Писательница говорила правду. Ей хотелось прочитать этим людям исследование их характеров. Она впала в прекрасное состояние проницательности, которая открывала ей чужую психику с такой ясностью, что она самой ей казалась предельной. Между тем писательница просто научилась определять то общее, что в сложном и неуловимом течении образовывало данную личность. Исходя из такого грубого приближения, в тот момент побуждения Маруси Перк состояли из обостренного любопытства к вторгшейся в комнату старухи, из любовного возбуждения и опасения, что посетительница имеет какие-то задние мысли, из нежелания потерять удобную сожительницу (писательница не сомневалась, что Настю выслали, чтобы остаться вдвоем), из той общей корыстности, которая зовется жадностью к жизни и которая ведет такую Марусю от наслаждения к наслаждению. Это не было замкнутое в себе самолюбование холодной красавицы, это была расчетливая податливость, доставляющая удовольствие себе и другим. Она брала с благодарностью все, ее существо отвечало на любой поцелуй той же мерой физического восторга, какую желал бы получить от нее мужчина. Она была полна любви, доверия, желания угодить как раз тому, кто в данный момент больше всего этого добивался. И она никогда не ошибалась, потому что не запрашивала, а только отвечала, и потому именно всегда ускользала, всегда уходила первая, оставляя приятное сожаление, которое никогда не давало понять покинутому, сколь холодна к счастливому прошлому его бывшая подруга. Для нее всякий разговор состоял преимущественно в том, что, даже разговаривая с женщиной, она рассчитывала на мужское восприятие и со всех сторон показывала себя, откровенная, смелая, влюбчивая и самовлюбленная, живущая с такой полной верой в свою удачу и с таким широким и полным ощущением каждой минуты, что весь горький опыт, иссушающий другие души, проходил для нее почти безвредно. Она, словно феникс, возрождалась каждую минуту живым, веселым, порочным ребенком.

— Мишка у меня хороший, — говорила она с такой горячей откровенностью, будто была знакома с писательницей сто лет. — Он и пьет редко. Только вот нынче с утра так назюзюкался. — Маруся обожала русские выражения. — А я ему сказала: «Будешь пьянствовать, буду изменять…» А я и так буду.

— Позор Германии! — сказал, склоняя голову, Миша, далекий от неуютной трезвости обеих собеседниц.

Его распущенное в улыбку лицо выражало такое совершенное добродушие, незлобивость, что писательница не могла не подумать: «А ведь всепрощение в самом деле глупость».

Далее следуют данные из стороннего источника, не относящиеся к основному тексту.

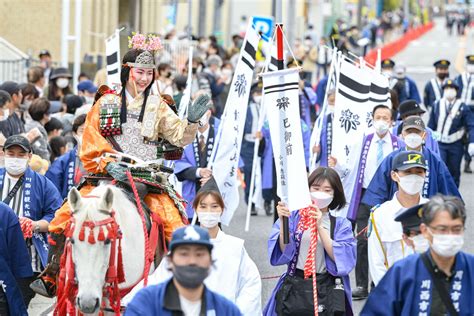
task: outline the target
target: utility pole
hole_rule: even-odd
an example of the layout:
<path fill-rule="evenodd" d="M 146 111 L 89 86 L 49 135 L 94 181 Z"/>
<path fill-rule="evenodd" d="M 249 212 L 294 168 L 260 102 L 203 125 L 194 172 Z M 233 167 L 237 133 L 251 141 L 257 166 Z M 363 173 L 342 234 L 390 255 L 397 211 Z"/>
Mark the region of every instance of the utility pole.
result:
<path fill-rule="evenodd" d="M 69 53 L 69 16 L 70 16 L 69 0 L 62 0 L 62 16 L 61 16 L 61 67 L 68 67 Z"/>

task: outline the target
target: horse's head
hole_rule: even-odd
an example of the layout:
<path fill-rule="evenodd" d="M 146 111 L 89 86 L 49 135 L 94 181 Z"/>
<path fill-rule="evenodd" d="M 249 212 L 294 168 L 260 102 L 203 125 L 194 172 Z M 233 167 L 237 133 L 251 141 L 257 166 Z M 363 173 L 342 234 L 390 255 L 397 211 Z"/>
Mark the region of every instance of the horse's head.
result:
<path fill-rule="evenodd" d="M 99 196 L 81 197 L 73 188 L 68 195 L 74 217 L 71 248 L 78 286 L 76 304 L 86 314 L 96 313 L 101 305 L 111 246 L 118 233 L 113 190 L 107 187 L 99 192 Z"/>

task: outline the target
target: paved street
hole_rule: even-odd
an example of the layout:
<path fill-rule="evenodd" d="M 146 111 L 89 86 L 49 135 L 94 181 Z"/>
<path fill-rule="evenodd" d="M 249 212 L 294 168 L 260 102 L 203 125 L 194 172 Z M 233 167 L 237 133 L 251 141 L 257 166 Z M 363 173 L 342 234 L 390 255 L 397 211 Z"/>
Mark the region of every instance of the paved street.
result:
<path fill-rule="evenodd" d="M 466 46 L 468 43 L 468 46 Z M 444 20 L 437 20 L 436 26 L 429 33 L 420 39 L 412 42 L 400 54 L 394 57 L 397 63 L 403 63 L 408 68 L 408 74 L 417 82 L 420 95 L 423 93 L 424 84 L 433 76 L 434 69 L 432 64 L 440 58 L 447 58 L 452 62 L 451 77 L 454 78 L 458 71 L 457 67 L 462 67 L 464 56 L 467 53 L 474 52 L 474 34 L 471 32 L 467 39 L 457 36 L 449 37 L 444 29 Z M 462 68 L 461 68 L 462 69 Z M 470 210 L 474 206 L 474 196 L 472 187 L 474 186 L 474 176 L 463 174 L 461 178 L 461 192 L 468 207 L 468 222 L 466 232 L 465 250 L 474 253 L 474 219 L 469 216 Z M 272 267 L 268 263 L 267 256 L 267 238 L 272 226 L 273 217 L 267 217 L 261 211 L 259 216 L 252 217 L 250 231 L 244 232 L 246 206 L 242 201 L 239 209 L 236 211 L 231 227 L 224 230 L 234 236 L 245 239 L 245 245 L 250 256 L 257 264 L 260 274 L 265 279 L 262 281 L 263 304 L 266 303 L 271 291 L 276 283 L 276 279 L 268 277 L 279 276 L 286 267 Z M 48 305 L 49 300 L 35 299 L 31 304 L 30 314 L 39 315 Z M 363 302 L 355 302 L 356 314 L 360 312 Z"/>

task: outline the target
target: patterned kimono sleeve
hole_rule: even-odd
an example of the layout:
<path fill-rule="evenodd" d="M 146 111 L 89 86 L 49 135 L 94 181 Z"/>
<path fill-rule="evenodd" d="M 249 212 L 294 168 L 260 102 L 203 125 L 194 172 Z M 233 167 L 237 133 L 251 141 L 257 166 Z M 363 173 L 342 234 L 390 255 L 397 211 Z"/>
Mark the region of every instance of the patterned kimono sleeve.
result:
<path fill-rule="evenodd" d="M 180 120 L 176 113 L 161 101 L 156 112 L 152 139 L 163 137 L 175 146 L 184 147 L 193 142 L 197 128 L 198 124 L 191 124 L 186 119 Z"/>
<path fill-rule="evenodd" d="M 99 108 L 100 99 L 87 114 L 82 145 L 79 151 L 79 157 L 84 168 L 92 173 L 105 173 L 105 166 L 114 159 L 105 158 L 102 155 L 116 152 L 100 133 Z"/>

И писательница сказала себе, что дочери Павлушина здесь не место, если она соответствует своему назначению быть дочерью Павлушина. И предпринятый сюда поход стал ей смешон и неприятен. Пришедшая незваной на этот пир молодой чувственности, писательница вдруг испугалась, что не только этим, но и всем, всему человечеству будут чужды и непонятны ее странные намерения кого-то сводить, кого-то мирить, кого-то устраивать — без ясной цели, без ясного сознания, зачем это нужно, без надежды на награду. Что за бескорыстие? Не есть ли это пустая трата времени? Не уходит ли она от трудной для нее сложности завода в павлушинскую семейную неразбериху в поисках какого-то ложного спасения? Писательница встала.

— Куда же вы? — спросила Маруся, впрочем даже не пошевельнувшись на своем подоконнике. — Ведь она правда должна скоро заявиться. Видно, ничего не нашли в нашей жизни, что можно описать? А я, если бы умела писать, сочинила бы про себя двадцать книг, ей-богу! — Она уже позабыла, что всего несколько минут назад утверждала совершенно обратное. — Но вы ищете разных ударников, вам все премированных подавай! Про нас что же писать, таких, как мы, много.

Писательница многое могла бы ответить Марусе, но в это мгновение вошла Настя. Если Маруся только что удивила писательницу порывом к такому отвлеченному счастью, как книжная слава, то вошедшая девушка больше всего поражала застенчивостью и явной готовностью примириться с самым малым. Она была невысока, босая, в сером ситцевом, старушечьем платье, вся какая-то сплющенная, раздавшаяся вширь. Нос, грудь, живот — все тело было у нее плоско, словно растянуто, как если б ее показывали в самоваре. Застиранное до неопределенности ситцевое платье, босые ноги, усталый — в выходной день — вид говорили о том, что ей живется плохо и сил нет это скрывать.